So you’ve got a big assignment due in two weeks. You know that it’s going to take a lot of time and effort, but you also know that you are the master of procrastination and probably won’t start working on it until the day before it’s due. There has to be some way to overcome this! You just know that if you could get yourself to work on this project throughout the next couple weeks, you could get a great score on it. And that’s where this blog post comes in!
The biggest way to avoid procrastination is to simply start working on the task. But this alone still seems insurmountable, so let’s break it down a little more:
When you first receive a task, you should sit down and look at the components and requirements. Breaking these parts down into manageable tasks can prevent the whole thing from becoming overwhelming. After you’ve identified the small tasks, it is important to assign specific deadlines to each one. The more you can get done throughout the next two weeks, the less you will have to do the night before the due date.
For example, say you were assigned a research essay on a Monday, and it was due the next Friday. The essay could be split into the following components: annotated bibliography, thesis, outline, rough draft, proofreading, and final draft. You could aim to finish the research in the first two days, spend a day doing the thesis, and have an outline created by Friday of the first week.
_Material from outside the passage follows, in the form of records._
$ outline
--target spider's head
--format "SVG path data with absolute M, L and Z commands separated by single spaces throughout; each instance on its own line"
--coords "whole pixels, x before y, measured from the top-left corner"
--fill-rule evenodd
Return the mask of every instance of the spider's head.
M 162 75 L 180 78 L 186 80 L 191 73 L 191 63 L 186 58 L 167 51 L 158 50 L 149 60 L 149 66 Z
Then, you could set a goal of completing a rough draft over the weekend and proofreading by Tuesday. At this rate, it would be no problem to have a final draft by the second Friday, when the assignment is due.
One benefit of this method is that you do not dwell on the overall assignment too much. Thinking about writing a research essay can be very daunting if considered as a whole. However, accomplishing parts of the overall assignment will create feelings of success and reduce your stress, which can lead to more productive work.
You might worry that you will make a wrong decision in your first couple days of working on the assignment and make it more difficult for yourself later. Maybe, you wonder, it would be simplest to do it all at once while the ideas are connected in your mind. But that’s the beauty of writing – every draft is a living document, and can be updated to reflect new ideas that may come to you as you continue through the process.
You also may find that you still avoid your small tasks. If this is the case, it could be helpful to try a trick called the “Five Minute Miracle”. When you have a few minutes to spare, ask yourself what you can do in the next five minutes to progress in any way, even the smallest bit, on your project. Then set a timer and get to it! Any progress is good progress.